Cross-Domain Transfer of Hyperspectral Foundation Models

arXiv cs.CV / 4/30/2026

📰 NewsIdeas & Deep AnalysisModels & Research

Key Points

  • The paper addresses a key limitation in hyperspectral image (HSI) semantic segmentation: models trained only on in-domain data often underperform in real-world settings due to limited available data.
  • Instead of cross-modality transfer between RGB and HSI (which may discard spectral information or add architectural complexity), it proposes cross-domain transfer that reuses HSI foundation models trained for remote sensing in proximal sensing tasks.
  • The approach avoids the need to bridge modality gaps, aiming to preserve spectral information while keeping the model architecture simple.
  • Using the HS3-Bench benchmark, the authors compare in-modality training, cross-modality transfer, and their cross-domain transfer strategy and find that cross-domain transfer delivers large gains over in-domain training.
  • Cross-domain transfer also narrows the performance gap to cross-modality methods and remains strong in limited-data scenarios, supporting more effective HSI semantic segmentation across applications.

Abstract

Hyperspectral imaging (HSI) semantic segmentation typically relies on in-domain training, but limited data availability often restricts model performance in real-world applications.

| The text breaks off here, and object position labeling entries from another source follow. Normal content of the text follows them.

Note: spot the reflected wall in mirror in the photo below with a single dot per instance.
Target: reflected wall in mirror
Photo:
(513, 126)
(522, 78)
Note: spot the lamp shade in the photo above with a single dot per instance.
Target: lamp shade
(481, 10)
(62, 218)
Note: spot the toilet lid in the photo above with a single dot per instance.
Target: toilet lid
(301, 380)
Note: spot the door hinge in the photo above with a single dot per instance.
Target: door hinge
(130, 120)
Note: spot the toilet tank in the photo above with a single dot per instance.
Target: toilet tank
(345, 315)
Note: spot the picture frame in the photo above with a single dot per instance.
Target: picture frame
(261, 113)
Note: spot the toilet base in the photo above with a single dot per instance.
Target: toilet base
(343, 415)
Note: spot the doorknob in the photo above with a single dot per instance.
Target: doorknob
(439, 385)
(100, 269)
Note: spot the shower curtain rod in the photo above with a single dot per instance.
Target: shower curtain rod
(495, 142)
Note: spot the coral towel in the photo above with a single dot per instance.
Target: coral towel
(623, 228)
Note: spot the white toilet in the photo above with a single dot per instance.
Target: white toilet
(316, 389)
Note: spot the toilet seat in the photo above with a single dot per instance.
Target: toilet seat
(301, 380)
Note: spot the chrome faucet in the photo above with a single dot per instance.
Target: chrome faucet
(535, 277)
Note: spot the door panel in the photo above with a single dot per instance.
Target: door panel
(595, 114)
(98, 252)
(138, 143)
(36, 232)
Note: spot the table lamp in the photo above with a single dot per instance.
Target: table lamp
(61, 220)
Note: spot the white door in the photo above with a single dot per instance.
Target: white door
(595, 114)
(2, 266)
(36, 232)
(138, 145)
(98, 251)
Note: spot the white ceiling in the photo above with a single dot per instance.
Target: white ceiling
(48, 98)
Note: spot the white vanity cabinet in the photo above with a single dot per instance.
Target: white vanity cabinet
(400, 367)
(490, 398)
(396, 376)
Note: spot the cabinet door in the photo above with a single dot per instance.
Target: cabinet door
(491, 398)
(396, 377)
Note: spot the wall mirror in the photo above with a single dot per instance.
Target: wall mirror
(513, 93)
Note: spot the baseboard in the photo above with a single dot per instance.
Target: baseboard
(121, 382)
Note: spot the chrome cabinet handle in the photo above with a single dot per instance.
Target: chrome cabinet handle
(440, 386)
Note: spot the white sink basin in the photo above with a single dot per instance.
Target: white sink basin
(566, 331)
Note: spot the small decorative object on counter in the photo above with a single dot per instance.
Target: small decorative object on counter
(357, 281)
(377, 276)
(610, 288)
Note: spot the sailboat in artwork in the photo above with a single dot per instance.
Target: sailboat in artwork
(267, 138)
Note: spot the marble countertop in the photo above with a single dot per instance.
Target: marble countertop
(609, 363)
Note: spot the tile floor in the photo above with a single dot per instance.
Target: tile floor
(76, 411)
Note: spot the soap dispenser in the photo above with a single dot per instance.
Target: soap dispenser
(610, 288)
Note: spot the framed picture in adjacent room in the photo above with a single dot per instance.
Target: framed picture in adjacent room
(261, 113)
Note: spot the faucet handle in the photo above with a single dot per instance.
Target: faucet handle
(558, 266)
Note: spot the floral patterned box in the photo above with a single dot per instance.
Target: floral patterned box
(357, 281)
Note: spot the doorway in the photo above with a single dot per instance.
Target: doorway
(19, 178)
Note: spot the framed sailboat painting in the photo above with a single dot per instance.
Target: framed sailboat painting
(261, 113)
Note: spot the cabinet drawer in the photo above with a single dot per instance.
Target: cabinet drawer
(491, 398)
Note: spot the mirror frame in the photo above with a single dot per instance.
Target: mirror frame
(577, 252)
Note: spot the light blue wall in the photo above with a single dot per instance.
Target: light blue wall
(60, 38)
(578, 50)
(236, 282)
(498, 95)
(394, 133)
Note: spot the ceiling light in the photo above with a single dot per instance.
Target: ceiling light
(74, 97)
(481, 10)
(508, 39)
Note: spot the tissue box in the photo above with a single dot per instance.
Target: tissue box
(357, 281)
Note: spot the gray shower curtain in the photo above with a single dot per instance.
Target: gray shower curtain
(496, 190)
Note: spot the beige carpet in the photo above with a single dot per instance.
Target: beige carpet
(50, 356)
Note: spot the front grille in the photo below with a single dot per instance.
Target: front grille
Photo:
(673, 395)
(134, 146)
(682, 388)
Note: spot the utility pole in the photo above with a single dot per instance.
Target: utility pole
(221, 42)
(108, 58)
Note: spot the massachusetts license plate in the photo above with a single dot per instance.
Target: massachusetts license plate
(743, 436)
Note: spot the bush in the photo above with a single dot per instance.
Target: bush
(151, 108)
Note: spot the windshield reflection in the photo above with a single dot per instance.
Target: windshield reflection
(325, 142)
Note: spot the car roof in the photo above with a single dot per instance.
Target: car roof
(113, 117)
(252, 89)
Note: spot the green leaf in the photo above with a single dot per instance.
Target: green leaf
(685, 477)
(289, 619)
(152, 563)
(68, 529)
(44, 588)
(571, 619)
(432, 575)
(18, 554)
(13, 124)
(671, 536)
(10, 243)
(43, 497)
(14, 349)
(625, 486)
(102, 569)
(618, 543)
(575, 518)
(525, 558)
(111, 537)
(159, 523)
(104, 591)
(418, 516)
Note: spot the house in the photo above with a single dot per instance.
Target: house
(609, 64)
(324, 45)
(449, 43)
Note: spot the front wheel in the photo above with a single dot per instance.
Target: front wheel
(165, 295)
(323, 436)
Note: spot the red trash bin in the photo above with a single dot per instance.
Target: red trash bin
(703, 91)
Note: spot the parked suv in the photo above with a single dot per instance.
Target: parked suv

Current approaches to leverage foundation models in proximal sensing use cross-modality techniques, bridging RGB and HSI to exploit vision foundation models. However, these methods either discard spectral information or introduce architectural complexity. We propose cross-domain transfer as an alternative, reusing HSI foundation models - originally trained in remote sensing - for proximal sensing applications. By eliminating the need to bridge modality gaps, our approach preserves spectral information while maintaining a simple architecture. Using the HS3-Bench benchmark, we systematically evaluate and compare conventional in-domain, in-modality training, cross-modality transfer and cross-domain transfer strategies. Our results demonstrate that cross-domain transfer achieves large performance improvements over in-domain, in-modality training, reduces the performance gap to cross-modality approaches and maintains strong performance in limited data settings. Thus, this work advances more effective HSI semantic segmentation in diverse applications.